Keep in mind: Many entrees like the Rotisserie Chicken or Pork & Chicken Chipotle Tamale do not come with sides so vegetables or other sides should be considered in conjunction with these entrees. Not all items are available for delivery every day so choices may be limited. 
Delivery: Good Eggs is based out of Brooklyn and delivers to all of Brooklyn and parts of Manhattan with a $30 minimum and up to a $7.99 delivery fee. *Delivery is free on your first order. You need to order 2 days in advance and can change or add to your order any time before 11:59pm 2 days before delivery date. The delivery window is 2-4 hours from 11am-9pm. Cold items are packaged separately with ice packs.
Pricing: Entrees and recipe kits range from $3.59 - $12.99/serving.
In-house chefs create and prepare unique dishes covering a wide spectrum of cuisines that change daily so there is always something new to try. Menu also varies by location. If you are unsure about what to order, check out the customer reviews of each item to see what other people had to say about them. Order in advance if possible as meals may sell out quickly.
Why we like it: All nutrition information is provided, including the breakdown of fat and carbohydrate types, as well as all ingredients and allergens. Meals for every type of eater are offered, and if a meal is gluten free, dairy free, nut free, vegan or vegetarian it is clearly noted. You can even filter the menu by allergen. Instructions for both the microwave and oven are provided. For every meal ordered, Munchery feeds someone in need through a local food bank. They also plant trees through the Conservation Fund to offset their carbon footprint.
Keep in mind: There are plenty of healthy options, but some options may contain up to 1200 calories per meal, so pay attention to your choices. Remember, everything in moderation is key! If you refer a friend to Munchery, they will get $20 toward their first order and once they use it you will get $20 as well. 

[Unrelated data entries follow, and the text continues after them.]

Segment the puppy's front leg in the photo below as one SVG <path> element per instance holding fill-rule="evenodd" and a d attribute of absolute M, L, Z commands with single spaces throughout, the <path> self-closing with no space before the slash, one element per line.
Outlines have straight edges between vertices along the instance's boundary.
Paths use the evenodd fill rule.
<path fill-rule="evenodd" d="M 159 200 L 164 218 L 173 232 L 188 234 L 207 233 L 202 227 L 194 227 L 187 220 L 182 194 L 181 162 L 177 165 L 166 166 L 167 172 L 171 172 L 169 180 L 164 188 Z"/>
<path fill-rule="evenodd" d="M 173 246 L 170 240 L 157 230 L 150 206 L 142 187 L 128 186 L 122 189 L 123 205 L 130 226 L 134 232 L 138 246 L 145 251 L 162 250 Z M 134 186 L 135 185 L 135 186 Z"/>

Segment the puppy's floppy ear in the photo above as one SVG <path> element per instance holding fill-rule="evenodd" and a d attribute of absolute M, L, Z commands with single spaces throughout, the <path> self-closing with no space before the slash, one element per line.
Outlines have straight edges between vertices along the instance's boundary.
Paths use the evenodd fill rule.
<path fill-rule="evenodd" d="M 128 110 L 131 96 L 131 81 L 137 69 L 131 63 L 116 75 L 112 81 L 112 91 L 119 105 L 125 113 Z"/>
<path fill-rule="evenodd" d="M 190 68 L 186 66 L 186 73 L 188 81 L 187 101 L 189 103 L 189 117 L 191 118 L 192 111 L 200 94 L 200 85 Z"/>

Delivery details: Meals are delivered in microwave/oven safe containers to be easily reheated and ready to be eaten in under 15 minutes. You can order items on-demand for delivery in 20-40 minutes with a $4.50 delivery fee, or you can schedule deliveries up to a week in advance for a $2.95 delivery fee, choosing from one-hour delivery windows between 3:30-9:00 pm.

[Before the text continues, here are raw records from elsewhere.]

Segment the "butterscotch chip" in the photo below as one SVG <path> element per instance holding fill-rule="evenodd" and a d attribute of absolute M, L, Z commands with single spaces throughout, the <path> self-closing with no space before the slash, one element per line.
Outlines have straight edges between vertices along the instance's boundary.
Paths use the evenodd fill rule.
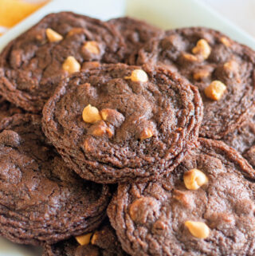
<path fill-rule="evenodd" d="M 197 42 L 197 45 L 192 49 L 192 53 L 194 54 L 202 55 L 205 60 L 208 58 L 211 49 L 205 39 L 200 39 Z"/>
<path fill-rule="evenodd" d="M 191 234 L 197 238 L 206 238 L 210 235 L 210 228 L 204 223 L 186 221 L 185 226 L 189 229 Z"/>
<path fill-rule="evenodd" d="M 111 128 L 107 126 L 105 122 L 101 120 L 97 122 L 94 126 L 91 127 L 89 131 L 88 131 L 88 133 L 91 133 L 96 136 L 103 136 L 104 135 L 108 135 L 109 138 L 112 138 L 114 132 Z"/>
<path fill-rule="evenodd" d="M 210 73 L 208 70 L 199 70 L 193 74 L 193 78 L 196 81 L 202 81 L 210 76 Z"/>
<path fill-rule="evenodd" d="M 57 254 L 56 254 L 57 253 Z M 121 248 L 116 232 L 104 221 L 91 238 L 90 243 L 78 246 L 72 238 L 57 244 L 45 245 L 44 256 L 128 256 Z"/>
<path fill-rule="evenodd" d="M 85 246 L 89 243 L 92 235 L 92 233 L 88 233 L 83 235 L 76 236 L 75 238 L 80 244 L 80 246 Z"/>
<path fill-rule="evenodd" d="M 100 111 L 102 119 L 115 127 L 119 127 L 124 121 L 125 117 L 117 110 L 104 108 Z"/>
<path fill-rule="evenodd" d="M 67 33 L 67 37 L 73 37 L 75 34 L 84 33 L 85 33 L 85 30 L 84 28 L 73 28 Z"/>
<path fill-rule="evenodd" d="M 53 30 L 52 29 L 46 30 L 46 35 L 48 40 L 51 42 L 56 42 L 63 40 L 63 37 L 57 32 Z"/>
<path fill-rule="evenodd" d="M 146 140 L 153 136 L 153 131 L 151 128 L 145 128 L 143 130 L 140 139 Z"/>
<path fill-rule="evenodd" d="M 133 82 L 145 83 L 148 81 L 148 76 L 142 69 L 135 69 L 132 71 L 130 77 L 125 77 L 125 79 L 130 79 Z"/>
<path fill-rule="evenodd" d="M 98 61 L 85 61 L 82 64 L 81 69 L 86 70 L 90 69 L 98 68 L 100 65 L 100 63 Z"/>
<path fill-rule="evenodd" d="M 98 43 L 96 41 L 88 41 L 84 43 L 83 47 L 92 54 L 99 54 L 100 52 Z"/>
<path fill-rule="evenodd" d="M 67 71 L 69 74 L 78 72 L 80 69 L 80 63 L 75 59 L 74 57 L 69 56 L 62 65 L 64 70 Z"/>
<path fill-rule="evenodd" d="M 197 190 L 208 183 L 206 175 L 198 169 L 192 169 L 184 173 L 184 183 L 187 189 Z"/>
<path fill-rule="evenodd" d="M 102 120 L 99 110 L 90 104 L 82 112 L 82 119 L 86 123 L 93 124 Z"/>
<path fill-rule="evenodd" d="M 219 100 L 223 96 L 226 86 L 220 81 L 214 81 L 205 89 L 206 96 L 214 100 Z"/>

Pricing: Sides and meals range from $3.95 - $15.95. 

Stay Tuned for our next set of reviews! 

A Note from Lauren...

Good luck to NYC marathoners and congrats to our athletes who have already completed the Kona IM Word championships and other fall marathoners - we are proud of you all! If you haven't yet made or finalized your nutrition plan for any events yet this year, make sure you do soon!